On voyait d'abord la beauté dans ses traits plus que la force masculine.
Mais les traits rectilignes de cette beauté rendaient impossible toute confusion avec une femme.
Ibi, qui le fixait sous le choc après son sauvetage, reprit enfin ses esprits et se redressa précipitamment.
« O-oui ! M-merci. »
Ses vêtements étaient également sobres, sans décoration particulière, mais même Ibi, qui s'y connaissait peu en articles de luxe, put s'en rendre compte.
Ceux du garçon étaient beaucoup plus luxueux que ceux des autres.
De plus, il suffisait qu'il se tînt là pour qu'elle sente la maîtrise de chacun de ses gestes.
Ibi comprit que c'était un noble de haut rang qu'elle n'osait aborder et baissa rapidement la tête.
À ce moment-là, une voix gaie retentit à côté de l'endroit où le garçon qui l'avait harcelée était tombé.
« Arcel ! Que devons-nous faire de lui ? »
Grâce à cette voix, Ibi apprit que le nom du garçon qui l'avait rattrapée était Arcel.
Le garçon nommé Arcel détourna le regard d'Ibi et s'adressa à celui aux cheveux roux.

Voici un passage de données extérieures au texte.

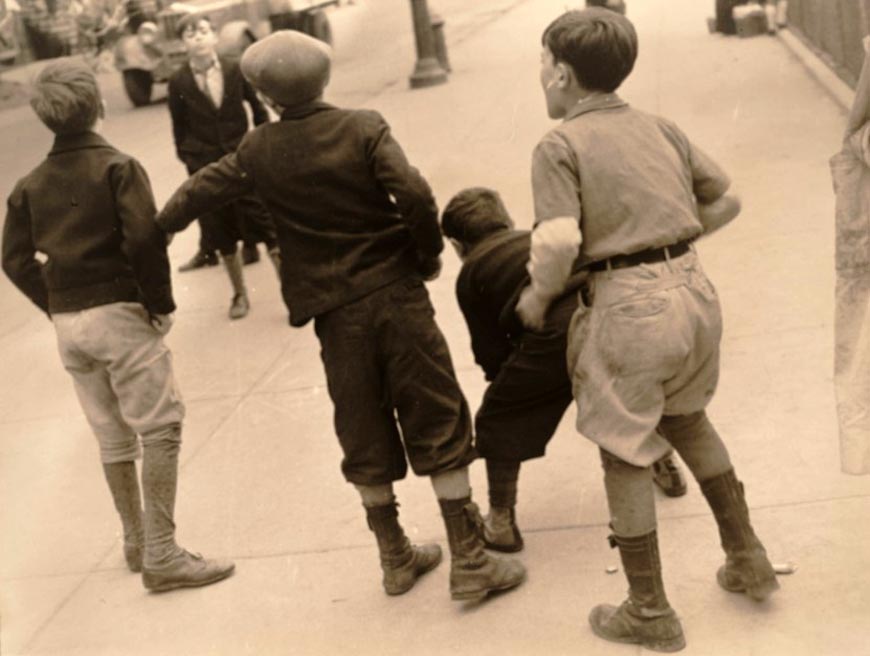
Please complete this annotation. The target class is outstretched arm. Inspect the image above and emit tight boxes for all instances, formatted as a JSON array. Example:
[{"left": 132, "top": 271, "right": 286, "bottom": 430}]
[{"left": 157, "top": 153, "right": 254, "bottom": 232}]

« Ruska, nous n'avons pas le droit de punir quiconque à l'intérieur du Palais Impérial. »
Ensuite, le garçon roux nommé Ruska cliqua de la langue, déçu, et donna un coup de pied du bout du pied au garçon tombé.
En y réfléchissant, j'avais entendu un grognement soudain.
Il semblait donc que Ruska avait donné un coup de pied au garçon à terre.
En réalisant cela, le visage d'Ibi devint livide.
Ils étaient au cœur du Palais Impérial.
Y créer une scène en pareil endroit.
Si le garçon à terre portait plainte, ne serait-elle pas expulsée avant même d'avoir pu intégrer l'Académie des Surdoués ?
Certes, le garçon à terre était le fautif initial, mais il ne semblait guère question qu'ils écoutent une roturière.
Que dois-je faire !
Pendant qu'Ibi restait paralysée par la peur, le garçon à terre se releva et bégaya en voyant les deux jeunes garçons qui avaient aidé Ibi.
« A-Arcel ? Arcel Keilen ? Et s'il s'agit de Ruska... Ruska Ragselb ? »
« Ça vous fait plaisir de connaître nos noms ? »
Lorsque Ruska répondit sur le ton de la raillerie, le visage du garçon à terre blêmit.
Mon dieu. Parmi tous ceux-là !
Arcel Keilen et Ruska Ragselb.
Ce sont des noms que nul étudiant admis cette année à l'Académie des Surdoués ne pouvait ignorer.
Car ils étaient ceux qui avaient le plus de chances de devenir les fils adoptifs de l'Empereur.